We were all there for each other. During the dance scene, Bob spent two days on the sidelines, that guy was there as an extra watching that scene, all day long. My character's relationship with his father is very different from the book, we were creating a different thing. There's no reason to go against the thing Bob and I have in our lives, he's a friend. I loved to say Dad on set all the time, it was nice to believe that he's my father. In the book they don't talk to each other, what a waste that would be. There are chunks of truth that's born out of love that resonates in the book and script."
How did you and Lawrence handle those dance routines?
"It was the best thing that could have happened, since I was coming from another movie, I drove straight from Schenectady to Philly to rehearse in a studio. We had to learn how to dance, all sweaty, we had three weeks to nail it. She's 22 years old, she has this quality, like Bob, that is really powerful. It's not so much that he's a great actor, which he is, but he has this quality, as does she. You can be great actor, she's a chameleon, but I do see this similar quality in all her work. She's 45 and 25 at same time, and so much so that when I hang out with her I realize she's just a kid. Physically she's built like a throwback movie star. She doesn't look like a child, she moves like a beautiful woman."
How did you approach the bipolarity of your character?
"There was a lot of discussion. The way that David works, you do a lot of different variations on a take, quickly, because we only had 34 days to shoot the movie. It's all modulation. In the beginning when we started filming, we did a lot of takes. There was an Asperger's tendency working its way in, then we thought, 'that's just too much.' We had this idea of his being bipolar, where extreme situations that occur catapult him into this high emotional place. But for him to be in that place all the time, we found that in scenes with other actors, you're not going to sustain a movie like that.

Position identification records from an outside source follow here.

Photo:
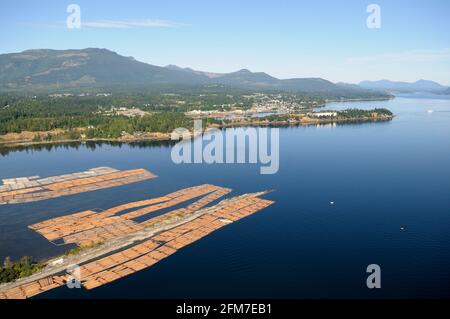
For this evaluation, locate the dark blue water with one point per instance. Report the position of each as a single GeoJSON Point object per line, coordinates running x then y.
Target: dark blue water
{"type": "Point", "coordinates": [381, 176]}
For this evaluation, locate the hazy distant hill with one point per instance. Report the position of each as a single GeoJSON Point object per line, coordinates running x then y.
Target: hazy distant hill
{"type": "Point", "coordinates": [101, 68]}
{"type": "Point", "coordinates": [419, 86]}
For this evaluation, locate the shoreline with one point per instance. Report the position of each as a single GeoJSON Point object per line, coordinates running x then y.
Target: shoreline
{"type": "Point", "coordinates": [160, 137]}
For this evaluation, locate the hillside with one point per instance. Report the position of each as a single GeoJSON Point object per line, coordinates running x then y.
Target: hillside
{"type": "Point", "coordinates": [56, 70]}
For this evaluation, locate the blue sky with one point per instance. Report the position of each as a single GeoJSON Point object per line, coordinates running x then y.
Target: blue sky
{"type": "Point", "coordinates": [328, 39]}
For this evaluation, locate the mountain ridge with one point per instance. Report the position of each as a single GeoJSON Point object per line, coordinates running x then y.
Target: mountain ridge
{"type": "Point", "coordinates": [49, 69]}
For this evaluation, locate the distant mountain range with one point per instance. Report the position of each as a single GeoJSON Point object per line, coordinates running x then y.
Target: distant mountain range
{"type": "Point", "coordinates": [53, 70]}
{"type": "Point", "coordinates": [406, 87]}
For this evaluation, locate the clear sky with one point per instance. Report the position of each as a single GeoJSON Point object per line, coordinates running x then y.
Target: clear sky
{"type": "Point", "coordinates": [320, 38]}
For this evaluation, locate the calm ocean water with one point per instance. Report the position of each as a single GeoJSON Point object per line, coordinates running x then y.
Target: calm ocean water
{"type": "Point", "coordinates": [381, 176]}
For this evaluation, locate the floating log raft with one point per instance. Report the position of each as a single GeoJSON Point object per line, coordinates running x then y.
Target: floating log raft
{"type": "Point", "coordinates": [196, 223]}
{"type": "Point", "coordinates": [31, 189]}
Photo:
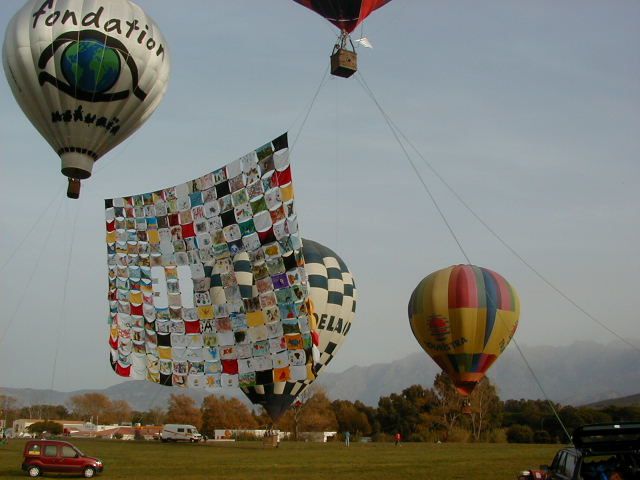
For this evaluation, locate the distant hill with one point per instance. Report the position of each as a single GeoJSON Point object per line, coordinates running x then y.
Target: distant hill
{"type": "Point", "coordinates": [578, 374]}
{"type": "Point", "coordinates": [585, 373]}
{"type": "Point", "coordinates": [141, 395]}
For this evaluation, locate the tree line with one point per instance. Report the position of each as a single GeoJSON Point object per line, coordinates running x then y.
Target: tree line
{"type": "Point", "coordinates": [418, 414]}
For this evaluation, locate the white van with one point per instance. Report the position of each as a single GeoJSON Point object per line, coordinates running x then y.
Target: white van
{"type": "Point", "coordinates": [174, 432]}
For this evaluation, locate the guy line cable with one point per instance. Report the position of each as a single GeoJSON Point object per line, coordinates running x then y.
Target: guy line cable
{"type": "Point", "coordinates": [393, 129]}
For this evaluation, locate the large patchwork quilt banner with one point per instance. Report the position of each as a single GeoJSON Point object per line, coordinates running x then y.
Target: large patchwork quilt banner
{"type": "Point", "coordinates": [207, 279]}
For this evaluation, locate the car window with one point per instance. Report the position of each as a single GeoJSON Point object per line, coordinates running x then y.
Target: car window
{"type": "Point", "coordinates": [68, 452]}
{"type": "Point", "coordinates": [50, 451]}
{"type": "Point", "coordinates": [570, 465]}
{"type": "Point", "coordinates": [34, 449]}
{"type": "Point", "coordinates": [556, 461]}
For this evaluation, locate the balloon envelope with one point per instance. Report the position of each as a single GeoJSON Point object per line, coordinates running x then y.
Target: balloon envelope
{"type": "Point", "coordinates": [333, 296]}
{"type": "Point", "coordinates": [87, 73]}
{"type": "Point", "coordinates": [344, 14]}
{"type": "Point", "coordinates": [464, 316]}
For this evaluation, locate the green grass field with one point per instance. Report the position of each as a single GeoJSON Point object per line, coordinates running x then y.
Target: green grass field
{"type": "Point", "coordinates": [307, 461]}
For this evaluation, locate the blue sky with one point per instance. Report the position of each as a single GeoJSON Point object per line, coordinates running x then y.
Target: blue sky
{"type": "Point", "coordinates": [529, 110]}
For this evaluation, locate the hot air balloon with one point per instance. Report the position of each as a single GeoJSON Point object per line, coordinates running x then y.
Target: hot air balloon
{"type": "Point", "coordinates": [464, 316]}
{"type": "Point", "coordinates": [87, 73]}
{"type": "Point", "coordinates": [346, 15]}
{"type": "Point", "coordinates": [333, 298]}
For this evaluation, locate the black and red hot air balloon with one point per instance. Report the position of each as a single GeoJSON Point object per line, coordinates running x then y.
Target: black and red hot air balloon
{"type": "Point", "coordinates": [346, 15]}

We found that, all the time being very truthful to our experience with that condition, whether via family members or people who we know, all the time being conscious of that, it became clear what was working and wasn't working."
Why did you want to work with David again?
"Love is what David brings, it comes from love, and there's zero ego, he's a collaborator, I learned what that word meant on 'Silver Linings.' The only thing he requires of you is to really show up, don't bring your bedroom perfect take on character or the scene. If you do that, it's not going to work, you're going to have a hard day. You show up for work, take all your clothes off, get naked and bomb, you have to get ready to rock on rehearsal, 'ok, camera!' This is like,'ready? Cry here, cry, ok, come on, come on, come on, what's happening? Everybody standing around, get out of your head, now!'
How would you compare working with Cianfrance and Russell?
"It's the same core, that same love is shining as brightly in both beings, but the funnel by which it goes through and comes out is at a different mode. When you meet Derek: 'Hey man, let's try that Bradley,' it's different, you're marching with everybody at the same beat. With David you're a sprinter and you never know where you're going to go in terms of marching with this creative man. I love it, we fit, it's perfect, I honestly found a kindred spirit. Creatively, I love the way he works. Anyone who can bring you out of your comfort zone and can get you in a place quickly. He's interested in what's happening now, that's all he cares about."
Given the right vehicle, the fluent French-speaker does want to shoot a film in France, someday, ideally, with Melanie Laurent. And inspired by the movie that made him first want to be an actor--David Lynch's "The Elephant Man"--he starred last year as the deformed Joseph Merrick in the play, sans makeup, at the Williamstown Theater Festival. (He'd like to take it to Broadway).